The doctor smiled behind his whiskers and returned to the doorway to direct the carrying in of his patient. His sharp eyes went immediately to Brit's face, pallid under the leathery tan, his fingers went to Brit's hairy, corded wrist. The doctor smiled no more that evening.
"No, he is not a mass of broken bones, I am happy to say," he reported gravely to Lorraine afterwards. "He has a sufficient number, however. The left scapula is fractured, likewise the clavicle, and there is a compound fracture of the femur. There is some injury to the head, the exact extent of which I cannot as yet determine.
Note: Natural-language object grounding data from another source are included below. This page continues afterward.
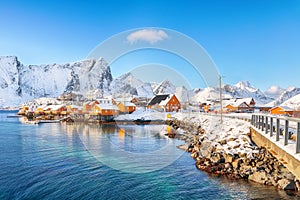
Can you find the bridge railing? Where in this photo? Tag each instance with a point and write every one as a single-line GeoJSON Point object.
{"type": "Point", "coordinates": [277, 126]}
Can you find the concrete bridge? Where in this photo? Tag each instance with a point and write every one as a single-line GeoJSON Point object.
{"type": "Point", "coordinates": [281, 136]}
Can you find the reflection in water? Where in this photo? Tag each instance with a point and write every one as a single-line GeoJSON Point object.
{"type": "Point", "coordinates": [130, 148]}
{"type": "Point", "coordinates": [51, 161]}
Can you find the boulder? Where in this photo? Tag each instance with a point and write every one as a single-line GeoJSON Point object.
{"type": "Point", "coordinates": [206, 149]}
{"type": "Point", "coordinates": [286, 184]}
{"type": "Point", "coordinates": [229, 158]}
{"type": "Point", "coordinates": [259, 177]}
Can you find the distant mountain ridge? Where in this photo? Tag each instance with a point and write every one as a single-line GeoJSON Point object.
{"type": "Point", "coordinates": [20, 83]}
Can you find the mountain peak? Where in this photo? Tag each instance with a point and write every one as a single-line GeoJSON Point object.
{"type": "Point", "coordinates": [243, 84]}
{"type": "Point", "coordinates": [165, 87]}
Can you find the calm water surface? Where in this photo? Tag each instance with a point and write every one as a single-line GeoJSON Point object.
{"type": "Point", "coordinates": [56, 161]}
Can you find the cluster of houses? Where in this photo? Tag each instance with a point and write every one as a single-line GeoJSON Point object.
{"type": "Point", "coordinates": [229, 105]}
{"type": "Point", "coordinates": [68, 105]}
{"type": "Point", "coordinates": [242, 105]}
{"type": "Point", "coordinates": [100, 109]}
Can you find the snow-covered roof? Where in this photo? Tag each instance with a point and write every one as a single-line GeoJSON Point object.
{"type": "Point", "coordinates": [107, 106]}
{"type": "Point", "coordinates": [128, 104]}
{"type": "Point", "coordinates": [158, 99]}
{"type": "Point", "coordinates": [53, 107]}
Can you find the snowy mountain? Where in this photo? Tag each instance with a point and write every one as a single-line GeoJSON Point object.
{"type": "Point", "coordinates": [244, 89]}
{"type": "Point", "coordinates": [274, 91]}
{"type": "Point", "coordinates": [127, 84]}
{"type": "Point", "coordinates": [165, 87]}
{"type": "Point", "coordinates": [293, 102]}
{"type": "Point", "coordinates": [19, 83]}
{"type": "Point", "coordinates": [287, 94]}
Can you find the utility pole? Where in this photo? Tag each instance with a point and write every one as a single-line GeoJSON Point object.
{"type": "Point", "coordinates": [221, 105]}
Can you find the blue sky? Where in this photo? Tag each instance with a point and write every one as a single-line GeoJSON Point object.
{"type": "Point", "coordinates": [253, 40]}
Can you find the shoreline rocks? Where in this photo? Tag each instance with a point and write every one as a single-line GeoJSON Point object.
{"type": "Point", "coordinates": [233, 155]}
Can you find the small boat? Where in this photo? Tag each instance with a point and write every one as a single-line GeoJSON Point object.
{"type": "Point", "coordinates": [14, 116]}
{"type": "Point", "coordinates": [142, 121]}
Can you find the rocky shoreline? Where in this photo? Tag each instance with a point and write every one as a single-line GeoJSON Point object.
{"type": "Point", "coordinates": [231, 153]}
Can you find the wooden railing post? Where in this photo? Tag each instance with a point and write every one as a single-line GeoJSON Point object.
{"type": "Point", "coordinates": [256, 121]}
{"type": "Point", "coordinates": [271, 126]}
{"type": "Point", "coordinates": [262, 122]}
{"type": "Point", "coordinates": [266, 127]}
{"type": "Point", "coordinates": [277, 129]}
{"type": "Point", "coordinates": [298, 138]}
{"type": "Point", "coordinates": [286, 132]}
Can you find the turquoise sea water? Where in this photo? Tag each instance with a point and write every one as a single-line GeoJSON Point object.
{"type": "Point", "coordinates": [57, 161]}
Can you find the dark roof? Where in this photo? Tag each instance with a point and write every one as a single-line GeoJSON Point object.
{"type": "Point", "coordinates": [157, 99]}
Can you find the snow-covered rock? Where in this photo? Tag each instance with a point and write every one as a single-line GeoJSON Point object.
{"type": "Point", "coordinates": [274, 91]}
{"type": "Point", "coordinates": [165, 87]}
{"type": "Point", "coordinates": [244, 89]}
{"type": "Point", "coordinates": [293, 102]}
{"type": "Point", "coordinates": [287, 94]}
{"type": "Point", "coordinates": [19, 83]}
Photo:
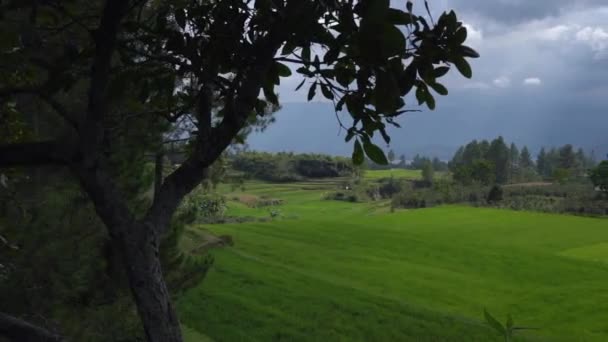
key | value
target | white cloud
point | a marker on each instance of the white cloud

He should be removed to a hospital, unless you are prepared to have a nurse here for some time, or to assume the burden of a long and tedious illness." He looked at her thoughtfully. "The journey to Shoshone would be a considerable strain on the patient in his present condition. He has a splendid amount of constitutional vitality, or he would scarcely have survived his injuries so long without medical attendance. Can you tell me just how the accident occurred?"
"Excuse me, doctor—and Miss," Swan diffidently interrupted. "I could ask you to take a look on my shoulder, if you please. If you are done setting bones in Mr Hunter. I have a great pain on my shoulder from carrying so long."
"You never mentioned it!" Lorraine reproached him quickly. "Of course it must be looked after right away. And then, Doctor, I'd like to talk to you, if you don't mind." She watched them retreat to the bunk-house together. Swan's big form towering above the doctor's slighter figure. Swan was talking earnestly, the mumble of his voice reaching Lorraine without the enunciation of any particular word to give a clue to what he was saying. But it struck her that his voice did not sound quite natural; not so Swedish, not so careful.